EcoDebate

Plataforma de informação, artigos e notícias sobre temas socioambientais

Artigo

Barra Grande: politização da Justiça e confisco dos interesses difusos, por por Ana Candida Echevenguá e Christian Guy Caubet

A sociedade precisa ser melhor informada sobre o escândalo que envolve o caso da Usina Hidrelétrica de Barra Grande, em construção no rio Pelotas (limites entre Rio Grande do Sul e Santa Catarina). Um Termo de Ajuste de Conduta, por muitos reputado criminoso, autorizou o corte da Mata Atlântica.

O Poder Judiciário, provocado, está moroso; as ações civis públicas ajuizadas estão à espera de uma decisão do Tribunal Regional Federal da 4ª Região (Porto Alegre), do qual sequer recebemos alguma indicação sobre o fato de saber quem é competente para decidir sobre o caso. Pois que NINGUÉM quer ser competente para decidir sobre um caso que evidencia a cumplicidade da administração pública com a devastação ambiental. A imprensa calou sobre o assunto. A sociedade continua passiva diante da derrubada das árvores.

Para entender o caso

Foi ajuizada, em setembro de 2004, em Florianópolis, uma Ação Civil Pública buscando a nulidade do processo de licenciamento ambiental da usina hidroelétrica (UHE) de Barra Grande.
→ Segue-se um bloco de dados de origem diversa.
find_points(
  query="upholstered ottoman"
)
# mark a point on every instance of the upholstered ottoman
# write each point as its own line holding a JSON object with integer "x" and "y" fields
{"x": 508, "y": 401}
A decisão liminar deferida neste processo – proferida pelo juiz federal Osni Cardoso Filho nos autos do processo 2004.72.00.013781-9 – suspendeu a autorização de desmatamento da área para a constituição do lago de represamento da água da barragem. Os réus atacaram-na por meio dos recursos legais disponíveis! Tanto a Advocacia Geral da União, terrivelmente rápida em defender as iniciativas predadoras dos empreendedores particulares contra os interesses da sociedade brasileira, como a própria União, obtiveram, em novembro de 2004, perante o Tribunal Regional Federal da Quarta Região, a suspensão da decisão liminar acima citada. Esta suspensão determinada pelo juízo de segundo grau continua – até hoje – surtindo efeitos jurídicos enquanto não acontece o julgamento de forma definitiva.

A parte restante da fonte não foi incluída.